A diferença, em relação ao mandato de presidente, é que agora começa a ser vaiado como primeiro ministro…e o culto esmorece.

Não quer dizer que Putin tenha um rival à altura, só ele se compara ao grande ator que se tornou presidente dos Estados Unidos, Ronald Reagan. Mais novo, mas com pretensões a cowboy.

Atualmente, os líderes ocidentais não têm a mesma quota de popularidade.

A minoria descontenta critica a alternância no poder, a mudança de cadeiras. Em 2008, depois de dois mandatos presidenciais, e perante a impossibilidade de se candidatar pela terceira vez consecutiva, colocou na ribalta política o seu delfim Dimitri Medvedev, que o sucedeu na presiência.

Publicamente, Vladimir Putin desejou-lhe boa sorte e afirmou ter confiança nele, mas ambos sabiam que não era a última palavra.

Foi a ele que Medvedev encarregou de formar o primeiro governo. Manteve-se no cargo quatro anos, o que lhe permitiu controlar as rédeas do poder.

Apesar do sucessor se ter emancipado um pouco do mentor, a verdade é que continuam a funcionar como dupla.

A declaração de apoio de Medvedev a um posterior anúncio da candidatura de Putin às presidenciais de 2012 não foi surpresa… foi como se Medvedev tivesse feito um parênteses legal para permitir o regresso ao poder.

Nem o estilo nem a retórica mudaram. Austero mas populista.

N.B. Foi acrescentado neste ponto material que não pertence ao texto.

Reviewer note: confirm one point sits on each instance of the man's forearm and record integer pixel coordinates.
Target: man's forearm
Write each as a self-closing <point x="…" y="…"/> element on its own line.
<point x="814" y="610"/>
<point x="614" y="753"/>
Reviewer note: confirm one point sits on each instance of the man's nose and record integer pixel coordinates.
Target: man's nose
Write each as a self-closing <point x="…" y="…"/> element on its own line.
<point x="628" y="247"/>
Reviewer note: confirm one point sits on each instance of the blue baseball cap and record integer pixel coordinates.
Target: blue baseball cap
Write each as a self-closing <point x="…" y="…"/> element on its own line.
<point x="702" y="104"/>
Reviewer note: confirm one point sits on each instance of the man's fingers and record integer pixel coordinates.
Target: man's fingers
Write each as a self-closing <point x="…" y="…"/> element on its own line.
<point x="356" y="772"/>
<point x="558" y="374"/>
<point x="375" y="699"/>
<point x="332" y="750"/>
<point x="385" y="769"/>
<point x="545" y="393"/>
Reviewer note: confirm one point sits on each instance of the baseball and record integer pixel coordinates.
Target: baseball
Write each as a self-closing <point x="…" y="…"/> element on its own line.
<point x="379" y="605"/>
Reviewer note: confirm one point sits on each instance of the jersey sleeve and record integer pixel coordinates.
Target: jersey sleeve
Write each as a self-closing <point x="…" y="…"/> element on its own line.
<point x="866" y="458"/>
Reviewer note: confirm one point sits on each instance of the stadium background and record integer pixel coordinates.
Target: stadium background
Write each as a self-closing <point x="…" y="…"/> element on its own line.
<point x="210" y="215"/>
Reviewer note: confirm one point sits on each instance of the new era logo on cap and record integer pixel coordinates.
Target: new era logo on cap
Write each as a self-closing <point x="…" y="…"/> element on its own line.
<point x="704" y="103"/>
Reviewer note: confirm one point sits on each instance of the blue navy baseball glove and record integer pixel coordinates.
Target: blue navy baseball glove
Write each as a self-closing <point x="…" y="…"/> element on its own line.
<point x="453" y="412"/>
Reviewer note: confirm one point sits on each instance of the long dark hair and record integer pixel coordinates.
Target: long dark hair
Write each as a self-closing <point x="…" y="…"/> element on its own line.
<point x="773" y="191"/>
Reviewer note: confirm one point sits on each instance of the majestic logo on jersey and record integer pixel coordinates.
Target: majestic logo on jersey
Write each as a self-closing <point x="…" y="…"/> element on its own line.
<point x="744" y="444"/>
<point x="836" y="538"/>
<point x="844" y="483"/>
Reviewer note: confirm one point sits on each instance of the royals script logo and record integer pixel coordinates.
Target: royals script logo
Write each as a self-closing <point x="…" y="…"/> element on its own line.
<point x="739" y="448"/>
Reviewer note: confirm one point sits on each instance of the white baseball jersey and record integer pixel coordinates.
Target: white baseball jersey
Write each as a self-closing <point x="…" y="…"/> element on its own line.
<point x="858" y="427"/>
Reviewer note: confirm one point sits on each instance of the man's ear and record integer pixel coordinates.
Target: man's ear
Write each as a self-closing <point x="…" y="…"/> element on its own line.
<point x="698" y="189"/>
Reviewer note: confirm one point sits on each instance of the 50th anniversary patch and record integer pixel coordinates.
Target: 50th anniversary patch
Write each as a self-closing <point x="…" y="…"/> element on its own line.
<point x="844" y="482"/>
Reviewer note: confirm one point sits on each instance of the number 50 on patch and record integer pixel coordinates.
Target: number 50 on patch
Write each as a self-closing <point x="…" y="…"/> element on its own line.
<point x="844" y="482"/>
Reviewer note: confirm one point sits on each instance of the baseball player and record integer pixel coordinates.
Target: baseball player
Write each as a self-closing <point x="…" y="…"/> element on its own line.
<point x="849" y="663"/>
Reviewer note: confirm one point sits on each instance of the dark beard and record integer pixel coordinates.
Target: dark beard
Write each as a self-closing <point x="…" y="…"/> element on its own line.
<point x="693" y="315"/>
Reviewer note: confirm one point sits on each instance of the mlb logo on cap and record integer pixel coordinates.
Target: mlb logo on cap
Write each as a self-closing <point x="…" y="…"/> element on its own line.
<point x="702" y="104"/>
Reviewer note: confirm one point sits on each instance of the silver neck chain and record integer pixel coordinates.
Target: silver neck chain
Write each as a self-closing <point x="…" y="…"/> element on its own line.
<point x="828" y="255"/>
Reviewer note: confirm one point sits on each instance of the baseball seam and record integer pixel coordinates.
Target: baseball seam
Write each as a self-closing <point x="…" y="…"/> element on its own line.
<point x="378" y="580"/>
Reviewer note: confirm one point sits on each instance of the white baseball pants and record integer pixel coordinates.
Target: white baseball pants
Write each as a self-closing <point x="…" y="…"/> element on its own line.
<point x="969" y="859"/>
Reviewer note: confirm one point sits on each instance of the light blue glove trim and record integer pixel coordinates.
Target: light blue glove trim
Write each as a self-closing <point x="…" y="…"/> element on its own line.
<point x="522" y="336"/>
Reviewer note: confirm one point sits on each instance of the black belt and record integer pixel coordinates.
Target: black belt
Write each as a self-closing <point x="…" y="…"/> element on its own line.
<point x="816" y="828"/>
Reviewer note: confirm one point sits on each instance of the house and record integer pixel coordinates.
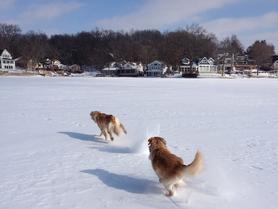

Putin apresenta-se, de novo, como o salvador da Casa da Rússia, mas a conjuntura mundial, desta vez, é sombria, como reconheceu no Kremlin:

“Ainda há risco e incerteza. É muito importante trabalhar em equipa e nestas condições tempestuosas para que o barco não se afunde “.

Durante quatro anos, os russos habituaram-se ao duo…agora repetem o refrão.